High-Content in vivo DNT Test Batteries using Cell-Specific Characterization of the Neurodevelopment and Synaptogenesis in C. elegans as NAMs

Neurodevelopmental disorders such as ADHD, autism, and learning disabilities are rising globally. In the US, 1 in 6 children suffer from some form of developmental disability. One potentially important factor in their increase is exposure to chemicals of unknown toxicity in the environment.

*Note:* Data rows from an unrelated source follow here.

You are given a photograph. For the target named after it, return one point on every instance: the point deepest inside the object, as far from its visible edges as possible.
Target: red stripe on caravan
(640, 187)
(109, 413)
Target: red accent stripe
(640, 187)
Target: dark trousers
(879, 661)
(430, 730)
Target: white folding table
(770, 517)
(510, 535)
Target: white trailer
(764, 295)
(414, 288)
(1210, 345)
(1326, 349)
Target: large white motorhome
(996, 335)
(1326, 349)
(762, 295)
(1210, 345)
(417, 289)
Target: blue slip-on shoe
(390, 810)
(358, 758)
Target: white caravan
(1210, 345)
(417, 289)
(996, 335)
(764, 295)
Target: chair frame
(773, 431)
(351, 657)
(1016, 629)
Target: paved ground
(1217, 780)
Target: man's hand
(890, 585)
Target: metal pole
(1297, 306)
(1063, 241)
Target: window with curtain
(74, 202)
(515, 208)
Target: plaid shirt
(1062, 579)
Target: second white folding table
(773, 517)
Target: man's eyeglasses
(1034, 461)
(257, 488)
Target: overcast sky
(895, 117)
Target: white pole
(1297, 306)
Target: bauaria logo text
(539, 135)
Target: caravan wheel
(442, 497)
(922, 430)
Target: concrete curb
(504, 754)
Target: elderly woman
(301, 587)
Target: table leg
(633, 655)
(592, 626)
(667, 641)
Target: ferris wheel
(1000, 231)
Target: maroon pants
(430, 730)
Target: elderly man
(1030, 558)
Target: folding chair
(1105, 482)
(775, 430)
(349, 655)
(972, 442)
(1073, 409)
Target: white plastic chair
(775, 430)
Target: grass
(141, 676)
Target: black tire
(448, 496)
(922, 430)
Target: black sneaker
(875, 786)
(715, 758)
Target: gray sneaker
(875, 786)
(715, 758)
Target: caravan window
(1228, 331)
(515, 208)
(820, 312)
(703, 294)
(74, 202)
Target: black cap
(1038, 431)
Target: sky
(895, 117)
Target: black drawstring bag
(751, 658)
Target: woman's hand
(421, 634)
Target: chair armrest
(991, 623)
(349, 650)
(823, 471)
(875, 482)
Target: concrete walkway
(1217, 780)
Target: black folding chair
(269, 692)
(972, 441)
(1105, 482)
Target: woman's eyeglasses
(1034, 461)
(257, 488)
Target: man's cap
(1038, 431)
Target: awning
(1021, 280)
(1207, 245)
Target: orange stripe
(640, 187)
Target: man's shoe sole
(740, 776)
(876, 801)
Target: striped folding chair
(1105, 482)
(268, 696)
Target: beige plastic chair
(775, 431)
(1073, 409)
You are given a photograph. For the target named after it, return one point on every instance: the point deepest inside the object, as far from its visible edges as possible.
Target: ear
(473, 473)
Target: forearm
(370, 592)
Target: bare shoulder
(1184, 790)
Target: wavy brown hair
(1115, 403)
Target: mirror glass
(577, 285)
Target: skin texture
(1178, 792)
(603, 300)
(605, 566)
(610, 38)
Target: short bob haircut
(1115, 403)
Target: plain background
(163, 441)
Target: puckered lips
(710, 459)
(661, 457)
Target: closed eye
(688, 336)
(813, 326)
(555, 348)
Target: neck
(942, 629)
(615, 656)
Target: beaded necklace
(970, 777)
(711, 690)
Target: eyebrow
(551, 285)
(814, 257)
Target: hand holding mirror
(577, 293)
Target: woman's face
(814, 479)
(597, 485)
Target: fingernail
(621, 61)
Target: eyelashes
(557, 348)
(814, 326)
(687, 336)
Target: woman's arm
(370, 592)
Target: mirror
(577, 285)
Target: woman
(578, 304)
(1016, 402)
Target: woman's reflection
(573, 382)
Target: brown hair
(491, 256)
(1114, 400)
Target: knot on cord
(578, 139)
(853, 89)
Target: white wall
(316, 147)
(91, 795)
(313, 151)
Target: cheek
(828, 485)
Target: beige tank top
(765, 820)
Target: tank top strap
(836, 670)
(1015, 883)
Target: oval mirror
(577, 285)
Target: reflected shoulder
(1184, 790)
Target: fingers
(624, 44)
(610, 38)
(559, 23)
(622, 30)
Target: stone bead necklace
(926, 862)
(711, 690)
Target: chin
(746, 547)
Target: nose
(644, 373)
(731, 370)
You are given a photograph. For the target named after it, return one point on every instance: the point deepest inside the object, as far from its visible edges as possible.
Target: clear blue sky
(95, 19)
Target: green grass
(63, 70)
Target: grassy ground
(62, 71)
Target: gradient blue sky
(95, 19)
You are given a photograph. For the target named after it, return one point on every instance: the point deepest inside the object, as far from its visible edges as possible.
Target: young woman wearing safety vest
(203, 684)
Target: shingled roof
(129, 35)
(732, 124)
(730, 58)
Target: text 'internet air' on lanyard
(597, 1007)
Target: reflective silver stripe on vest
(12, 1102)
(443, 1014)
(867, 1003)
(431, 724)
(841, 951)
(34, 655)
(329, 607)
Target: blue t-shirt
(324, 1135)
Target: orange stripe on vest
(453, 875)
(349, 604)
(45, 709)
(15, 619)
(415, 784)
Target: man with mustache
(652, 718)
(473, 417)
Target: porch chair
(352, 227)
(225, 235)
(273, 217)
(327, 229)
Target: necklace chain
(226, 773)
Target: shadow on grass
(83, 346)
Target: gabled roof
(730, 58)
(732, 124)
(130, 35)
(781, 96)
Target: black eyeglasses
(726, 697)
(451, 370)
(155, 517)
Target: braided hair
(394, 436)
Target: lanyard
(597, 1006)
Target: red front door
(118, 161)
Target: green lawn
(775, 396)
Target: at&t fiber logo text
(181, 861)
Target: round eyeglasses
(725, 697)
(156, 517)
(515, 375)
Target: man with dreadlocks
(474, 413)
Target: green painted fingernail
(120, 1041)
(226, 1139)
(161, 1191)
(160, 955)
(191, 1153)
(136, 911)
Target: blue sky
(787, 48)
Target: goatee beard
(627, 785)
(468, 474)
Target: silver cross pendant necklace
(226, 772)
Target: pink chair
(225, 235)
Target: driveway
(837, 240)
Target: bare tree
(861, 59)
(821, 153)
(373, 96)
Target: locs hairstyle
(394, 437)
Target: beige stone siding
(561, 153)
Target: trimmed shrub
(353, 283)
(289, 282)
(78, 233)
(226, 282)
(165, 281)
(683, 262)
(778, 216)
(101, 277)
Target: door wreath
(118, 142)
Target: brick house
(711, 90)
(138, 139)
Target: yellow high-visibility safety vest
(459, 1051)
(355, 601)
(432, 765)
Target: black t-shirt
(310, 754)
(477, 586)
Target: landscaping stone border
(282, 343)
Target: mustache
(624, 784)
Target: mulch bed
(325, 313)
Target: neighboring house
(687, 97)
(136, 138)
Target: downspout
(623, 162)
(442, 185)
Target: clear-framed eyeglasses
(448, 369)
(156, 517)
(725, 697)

While there are over 350,000 chemicals in

commercial use and around 13,000 produced in large amounts, only a small percentage have known toxicological data. Current testing methods for developmental neurotoxicology (DNT) are mostly based on observing behavioral, physiological, and anatomical defects in small mammals. These studies are prohibitively

time-consuming and expensive for testing the huge backlog of commercial chemicals, and may produce hard- to-interpret results due to the complexity of observed endpoints and differences between multiple laboratories. Additionally, many jurisdictions are limiting the numbers of animals that can be used for testing. New approach

methodologies (NAMs) are a new paradigm in toxicology testing that bring together alternative approaches such as in silico predictions, cell culture, and microphysiological systems-based assays, plus alternative model animals such as zebrafish, drosophila, and C. elegans. While in silico and in vitro methods can provide high

throughput testing at much lower costs than mammalian studies with easier to interpret and predictive results, in vitro methods still have substantial costs and complex culturing conditions and neither approach can recapitulate the effects of a substance on a complete developing organism. C. elegans is an ideal alternative animal model

for DNT testing. It has a complete nervous system with a fully characterized connectome and neuronal lineages, most of the same important neurotransmitter systems as humans, is fast and easy to grow to maturity in large numbers, and is amenable to targeted genetic manipulation. We propose to use C. elegans in a comprehensive

DNT test battery where we will track neuronal, synaptic, and behavioral changes as the organism develops from late larval to adult stage after early exposure to DNT toxicants. In Aim 1, we will develop novel reporter strains with fluorescent markers for GABAergic and dopaminergic neurons and synapses, expose them to reference

chemicals, and monitor the behavior of growing animals in culture before imaging them on our high-content microfluidic imaging platform at L4 and D1 stages. Specific behavioral endpoints will be analyzed by ML-based approaches from the behavioral videos. The high-resolution whole-body 3D images from on-chip imaging will be

analyzed by semi-automated methods for key DNT indicators such as neuronal loss and mislocalization, membrane blebbing, and defective or missing synapses. All these endpoints will be combined to find the dose of a chemical at which the point of departure from the control occurs. In Aim 2, we plan to investigate potential

modes of action using expression analysis of developmental and stress genes. We will test a representative subset of chemicals from the DNT-DIVERS library to establish confidence in our model and lay the foundations for a fully automated low-cost, high-throughput DNT testing method to assess the risks of common chemicals.